Sent from my SCH-I545 using Tapatalk


----------



## Dunkem (May 8, 2012)

Great find!!


----------



## OKEE (Jan 3, 2008)

A confederate soldier must have been dodging Yankee bullets and lost his button in the 1860's and you found it after all these years. Way cool , great find.


----------



## deerhuntinghippie (Jun 1, 2015)

OKEE said:


> A confederate soldier must have been dodging Yankee bullets and lost his button in the 1860's and you found it after all these years. Way cool , great find.

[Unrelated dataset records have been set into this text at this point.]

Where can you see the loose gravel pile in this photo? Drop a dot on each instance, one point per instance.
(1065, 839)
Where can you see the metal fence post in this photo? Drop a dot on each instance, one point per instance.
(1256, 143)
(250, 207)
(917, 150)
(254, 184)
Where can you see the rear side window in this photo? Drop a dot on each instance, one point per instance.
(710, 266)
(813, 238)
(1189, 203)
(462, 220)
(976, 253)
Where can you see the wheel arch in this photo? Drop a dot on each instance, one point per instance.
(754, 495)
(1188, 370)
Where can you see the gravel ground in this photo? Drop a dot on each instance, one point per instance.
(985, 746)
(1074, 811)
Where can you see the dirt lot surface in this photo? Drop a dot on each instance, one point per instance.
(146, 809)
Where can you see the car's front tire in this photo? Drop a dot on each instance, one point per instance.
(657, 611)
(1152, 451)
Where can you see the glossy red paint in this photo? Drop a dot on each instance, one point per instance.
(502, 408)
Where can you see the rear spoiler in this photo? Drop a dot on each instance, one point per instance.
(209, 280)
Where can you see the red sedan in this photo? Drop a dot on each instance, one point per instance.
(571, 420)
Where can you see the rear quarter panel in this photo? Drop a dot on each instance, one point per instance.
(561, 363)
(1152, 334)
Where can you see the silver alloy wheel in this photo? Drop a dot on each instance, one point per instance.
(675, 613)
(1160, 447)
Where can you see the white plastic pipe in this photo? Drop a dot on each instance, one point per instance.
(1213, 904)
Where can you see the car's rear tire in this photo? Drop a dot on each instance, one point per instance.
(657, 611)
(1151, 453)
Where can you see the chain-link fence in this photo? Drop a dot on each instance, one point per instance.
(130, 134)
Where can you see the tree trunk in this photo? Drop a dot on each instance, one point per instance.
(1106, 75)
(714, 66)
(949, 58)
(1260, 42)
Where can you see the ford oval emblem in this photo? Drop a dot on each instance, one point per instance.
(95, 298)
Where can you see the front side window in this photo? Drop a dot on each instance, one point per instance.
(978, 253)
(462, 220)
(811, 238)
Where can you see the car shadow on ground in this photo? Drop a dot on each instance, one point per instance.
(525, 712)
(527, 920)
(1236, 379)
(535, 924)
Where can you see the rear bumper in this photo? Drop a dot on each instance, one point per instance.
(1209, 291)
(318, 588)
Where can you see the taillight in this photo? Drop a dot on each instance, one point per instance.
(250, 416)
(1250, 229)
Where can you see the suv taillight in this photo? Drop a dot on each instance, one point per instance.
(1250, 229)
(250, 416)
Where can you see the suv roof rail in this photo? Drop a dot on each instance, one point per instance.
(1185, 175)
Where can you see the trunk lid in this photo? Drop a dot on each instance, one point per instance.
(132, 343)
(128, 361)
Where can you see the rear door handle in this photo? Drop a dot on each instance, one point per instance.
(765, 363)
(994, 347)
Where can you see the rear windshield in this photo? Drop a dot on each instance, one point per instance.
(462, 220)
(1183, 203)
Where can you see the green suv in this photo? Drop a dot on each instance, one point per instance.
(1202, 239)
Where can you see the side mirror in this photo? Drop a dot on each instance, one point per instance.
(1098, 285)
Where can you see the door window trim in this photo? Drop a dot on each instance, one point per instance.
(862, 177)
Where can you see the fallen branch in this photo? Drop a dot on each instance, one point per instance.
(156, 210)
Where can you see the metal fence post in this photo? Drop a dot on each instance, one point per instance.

Thanks for watching! We are still trying to figure out exactly why the button was there. I've done a bunch or research regarding the war in my county and nothing points anywhere close to this location. And ro top it off, we went back this past weekend and found a union eagle button. So both sides came through.
Very strange and fascinating.

Sent from my SCH-I545 using Tapatalk


----------



## OKEE (Jan 3, 2008)

Cool to think of all the possibility of how those button come to rest at that spot. Have you watched Diggers on Netflix? You found some Civil War nectar :grin:


----------



## bekins24 (Sep 22, 2015)

Dang that's amazing!


----------



## deerhuntinghippie (Jun 1, 2015)

OKEE said:


> Cool to think of all the possibility of how those button come to rest at that spot. Have you watched Diggers on Netflix? You found some Civil War nectar :grin:


I don't have cable. I saw where it was added to Netflix but I haven't watched it.
Thanks for checking out the video!
Hopefully we can solve the mystery. I highly doubt they were just passing through and both happened to lose a button 50 yards from one another.

Sent from my SCH-I545 using Tapatalk


----------



## bekins24 (Sep 22, 2015)

It's amazing the history we sometimes have around us and we have no clue about it. Nice find!


----------



## deerhuntinghippie (Jun 1, 2015)

bekins24 said:


> It's amazing the history we sometimes have around us and we have no clue about it. Nice find!


Tell me about it! Before I got into metal detecting, I knew only what my public education had taught me, which was very little. I had no idea that the troops had literally marched right through my neighborhood and camped within a mile from my house. It was a huge camp, too. Thousands of troops. Unfortunately, I was not the first person to find that camp...

Sent from my SCH-I545 using Tapatalk


----------